Leader of the National Democratic Congress (NDC) in Parliament Haruna Iddrisu has insisted that the governing New Patriotic Party (NPP) cannot claim to have the majority in the 275-member legislature despite the fact that the Independent MP for Fomena, Andrew Asiamah Amoako, has officially written to do business with the NPP caucus in the House.
“Advisedly and wisely, he is not seeking to join a political party and therefore nobody should do an easy mathematics of a 137 plus one. I will cooperate, or I will collaborate does not mean I am joining, or I am crossing over because it has its own constitutional implications which probably will require that a by-election be conducted if he was to join a political party,” Mr Iddrisu interpreted at a news conference in Parliament yesterday.
According to him, both NPP and NDC still have 137 seats apiece in Parliament and therefore the governing party cannot claim to have majority seats in the House.
However, Mr Iddrisu has indicated that the NDC caucus has no difficulty sitting on the left side of the Speaker in the Chamber.
“Let me assure the Ghanaian people that the NDC 137 MPs have no difficulty sitting to the left of the Speaker so long as our numerical strength is respected and respected in the composition of committees and in the determination of leadership of committees, whilst we continue to pursue legitimate legal and constitutional processes to procure what we deserve as a majority party, someone will say, what is on the left or what is on the right, we have no difficulty at all,” Mr Iddrisu stated.

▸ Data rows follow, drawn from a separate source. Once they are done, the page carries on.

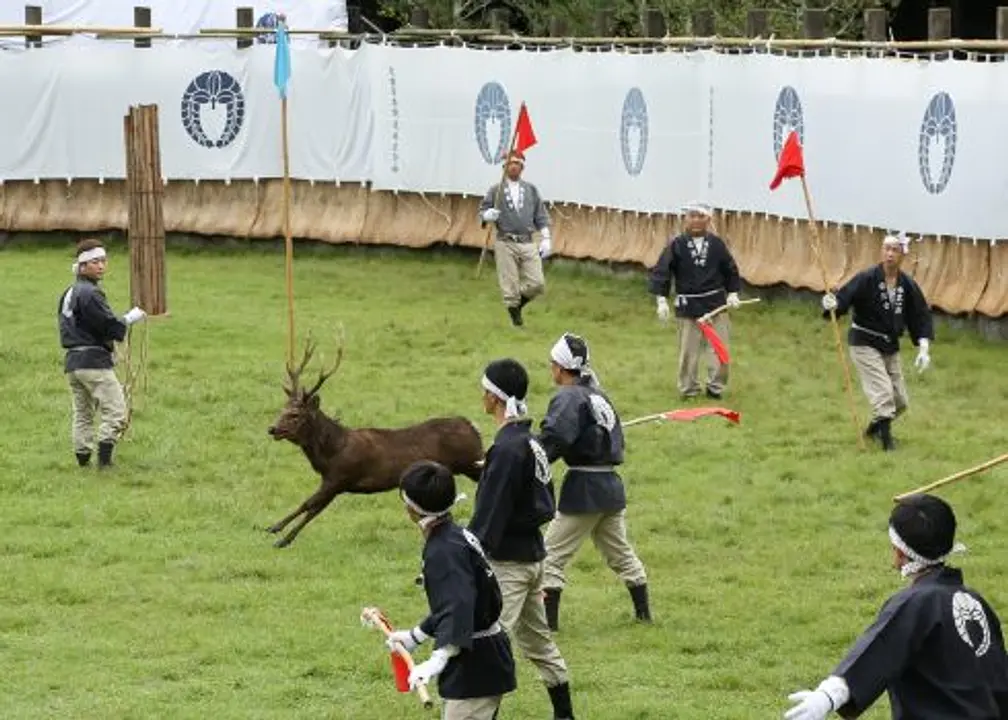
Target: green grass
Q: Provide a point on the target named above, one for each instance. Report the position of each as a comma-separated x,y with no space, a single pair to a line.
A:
153,592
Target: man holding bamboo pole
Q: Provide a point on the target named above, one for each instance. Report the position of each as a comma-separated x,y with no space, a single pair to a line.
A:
884,303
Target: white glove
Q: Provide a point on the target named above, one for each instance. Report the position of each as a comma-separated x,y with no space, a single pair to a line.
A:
427,671
134,316
662,309
831,694
923,359
409,639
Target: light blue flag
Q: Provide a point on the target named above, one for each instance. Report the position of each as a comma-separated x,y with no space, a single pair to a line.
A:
281,63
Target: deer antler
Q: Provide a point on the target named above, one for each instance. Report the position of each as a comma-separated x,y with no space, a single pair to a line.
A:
326,374
295,374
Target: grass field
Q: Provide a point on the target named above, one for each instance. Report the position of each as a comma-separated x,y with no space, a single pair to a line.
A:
153,592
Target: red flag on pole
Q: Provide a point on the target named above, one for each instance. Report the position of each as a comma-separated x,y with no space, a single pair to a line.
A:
716,343
524,136
791,162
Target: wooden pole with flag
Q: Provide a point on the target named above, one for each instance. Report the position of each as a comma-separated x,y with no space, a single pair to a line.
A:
791,163
522,138
281,76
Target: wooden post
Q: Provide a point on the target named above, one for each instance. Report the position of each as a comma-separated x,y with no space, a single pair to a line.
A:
703,23
419,17
244,17
813,23
604,22
1002,23
757,22
500,19
938,23
141,18
875,24
145,191
558,27
32,16
654,23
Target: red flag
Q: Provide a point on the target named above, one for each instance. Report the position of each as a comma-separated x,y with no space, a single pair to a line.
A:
524,137
712,337
401,672
695,412
791,162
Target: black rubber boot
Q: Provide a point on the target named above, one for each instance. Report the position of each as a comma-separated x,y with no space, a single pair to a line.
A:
559,696
638,593
885,435
551,599
105,454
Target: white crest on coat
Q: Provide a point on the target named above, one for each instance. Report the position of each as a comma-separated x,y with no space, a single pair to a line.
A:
603,412
966,609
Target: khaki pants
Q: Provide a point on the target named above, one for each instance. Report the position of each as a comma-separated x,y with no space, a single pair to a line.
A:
524,617
608,530
471,709
881,380
96,390
519,270
693,345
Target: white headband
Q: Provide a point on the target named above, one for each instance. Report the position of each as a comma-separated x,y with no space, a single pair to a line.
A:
427,517
95,253
901,240
917,561
515,407
701,208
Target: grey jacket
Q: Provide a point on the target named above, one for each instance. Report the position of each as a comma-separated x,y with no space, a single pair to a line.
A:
516,223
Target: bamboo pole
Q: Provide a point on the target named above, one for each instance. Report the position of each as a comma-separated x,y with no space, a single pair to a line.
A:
954,477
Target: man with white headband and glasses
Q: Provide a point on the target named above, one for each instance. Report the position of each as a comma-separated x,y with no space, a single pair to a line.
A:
706,277
583,428
472,657
514,499
885,302
936,646
88,331
519,263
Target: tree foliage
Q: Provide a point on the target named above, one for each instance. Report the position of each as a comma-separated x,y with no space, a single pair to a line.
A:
531,17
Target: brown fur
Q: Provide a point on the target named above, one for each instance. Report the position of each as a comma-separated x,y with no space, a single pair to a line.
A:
364,460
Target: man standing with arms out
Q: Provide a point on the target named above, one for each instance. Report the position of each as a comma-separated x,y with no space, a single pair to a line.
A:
885,301
88,332
583,428
472,657
706,278
936,646
514,499
522,212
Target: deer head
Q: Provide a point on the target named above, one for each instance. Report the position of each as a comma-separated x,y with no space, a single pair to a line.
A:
302,404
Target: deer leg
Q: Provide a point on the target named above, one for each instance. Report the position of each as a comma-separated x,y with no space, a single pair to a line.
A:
313,505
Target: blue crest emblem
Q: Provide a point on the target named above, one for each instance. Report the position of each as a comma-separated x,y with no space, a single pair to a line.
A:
787,116
936,148
215,90
492,105
633,131
267,21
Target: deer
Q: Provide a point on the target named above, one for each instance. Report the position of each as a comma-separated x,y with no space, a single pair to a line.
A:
362,460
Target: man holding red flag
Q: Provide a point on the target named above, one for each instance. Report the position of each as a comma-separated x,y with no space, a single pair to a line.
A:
516,208
706,277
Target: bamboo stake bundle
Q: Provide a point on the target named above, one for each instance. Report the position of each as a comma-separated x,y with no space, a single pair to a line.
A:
145,191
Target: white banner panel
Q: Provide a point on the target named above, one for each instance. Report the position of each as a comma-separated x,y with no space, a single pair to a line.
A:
220,113
891,143
898,144
613,130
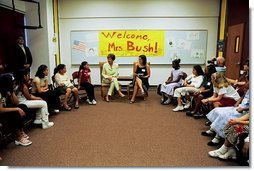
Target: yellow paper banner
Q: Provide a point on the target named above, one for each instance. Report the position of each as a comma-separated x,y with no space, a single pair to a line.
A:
124,43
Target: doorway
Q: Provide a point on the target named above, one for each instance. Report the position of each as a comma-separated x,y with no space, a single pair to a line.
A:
234,50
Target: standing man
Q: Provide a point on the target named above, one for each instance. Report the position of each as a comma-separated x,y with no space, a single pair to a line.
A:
22,58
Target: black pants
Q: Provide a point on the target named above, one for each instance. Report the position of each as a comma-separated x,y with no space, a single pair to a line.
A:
13,121
51,97
89,90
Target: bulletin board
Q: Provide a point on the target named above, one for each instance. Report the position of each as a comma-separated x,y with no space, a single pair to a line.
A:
160,46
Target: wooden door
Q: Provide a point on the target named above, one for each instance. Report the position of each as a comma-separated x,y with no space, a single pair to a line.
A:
234,50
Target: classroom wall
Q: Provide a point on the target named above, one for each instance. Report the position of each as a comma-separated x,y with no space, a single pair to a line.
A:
137,14
40,40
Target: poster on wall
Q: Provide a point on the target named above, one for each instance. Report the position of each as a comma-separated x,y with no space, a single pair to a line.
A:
160,46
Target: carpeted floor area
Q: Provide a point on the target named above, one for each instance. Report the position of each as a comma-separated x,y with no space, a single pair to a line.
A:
117,134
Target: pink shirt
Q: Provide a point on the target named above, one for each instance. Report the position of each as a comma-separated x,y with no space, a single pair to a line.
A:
85,75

Speaker of Parliament Alban Sumana Kingsford Bagbin had on Wednesday January 13, 2021 met with the leaders of both NDC and NPP Caucuses in Parliament over the confusion that rocked the inauguration of the Eighth Parliament.
The question of which side should sit at the majority side of the House was one of the contentious issues that generated heated debate and chaos in the lead up to the swearing in of MPs-elect on the day.
Information gathered indicated that the leaders of the two sides could not agree on which side of the caucus is the majority or minority in the legislature.
As a result of this stalemate, the leaders from both sides were tasked to go and discuss the issues and come back with a recommendation on how the issue could be resolved.
Additionally, Mr Andrew Amoako Asiamah, the Independent MP for Fomena and Second Deputy Speaker was asked to write officially to the Speaker on which side he intended to align with.
The Second Deputy Speaker has since written to the Speaker, notifying the House he will be doing business with the NPP caucus in Parliament.
Chaos in Parliament
It would be recalled that there was chaotic disruption of proceedings for the election Speaker and the eventual inauguration of the 8th Parliament in the early hours of January 7.
The confusion witnessed in the Parliament was as a result of a stand-off between MPs-elect from NDC and NPP over the voting processes for the election of a new Speaker.
The NDC insisted on a secret ballot per law, in anticipation that there were some NPP MPs who would vote for its candidate.
For hours, there was a deadlock between both sides, culminating in the deployment of armed military and police personnel onto the floor of Parliament.
After the disagreement was settled, the ballot was cast, and Mr. Bagbin was eventually elected Speaker.